Nature Photonics volume 4, page 19 (2010) | Download Citation

As computer chips get faster and feature sizes on integrated circuits get smaller, scientists and engineers must get smarter. Every chip generation requires advances in photolithography technology to manufacture the latest integrated circuits. Predictions are repeatedly made regarding the minimum feature size that lithography technologies can be pushed to produce — and every time these predictions are surpassed using clever new techniques. After 193 nm lithography came 193 nm immersion lithography, and after that came double-patterning.

Every new generation pushes the limits of lithography, but these advances are more like leaps than steps. The semiconductor industry is putting all its weight behind extreme ultraviolet (EUV) lithography — a lithography technology unlike any other. Indeed, it's the most challenging lithography technology ever developed, according to John Warlaumont, vice president of advanced technologies at SEMATECH, a global consortium of semiconductor manufacturers (see page 30). The fact that EUV is absorbed by all matter, including air, is one reason why this technology is so challenging. The other is that lenses can't operate in the EUV; instead, specially designed mirrors must be used to manipulate the EUV beam.
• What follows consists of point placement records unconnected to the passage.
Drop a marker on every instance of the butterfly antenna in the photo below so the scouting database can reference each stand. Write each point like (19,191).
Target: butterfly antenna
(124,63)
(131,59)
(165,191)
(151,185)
There is also the challenge of constructing reliable and powerful sources of EUV light, and scientists and engineers are making significant progress. Many of the elements needed for EUV have already been developed, and the industry is optimistic that a stable source should be available by 2012 (see page 24).

At the same time, various maskless lithography technologies are gaining acclaim. Although they may not have the huge industry backing of EUV developers and large chipmakers, they are each overcoming their own challenges and addressing smaller markets. For example, nano-imprint lithography has come out of the lab and is being used for photonic applications (see page 27), and table-top lithography systems are finding fascinating applications in biotechnology (see page 22).

The big question is where to go after EUV, when feature sizes start to approach the atomic scale.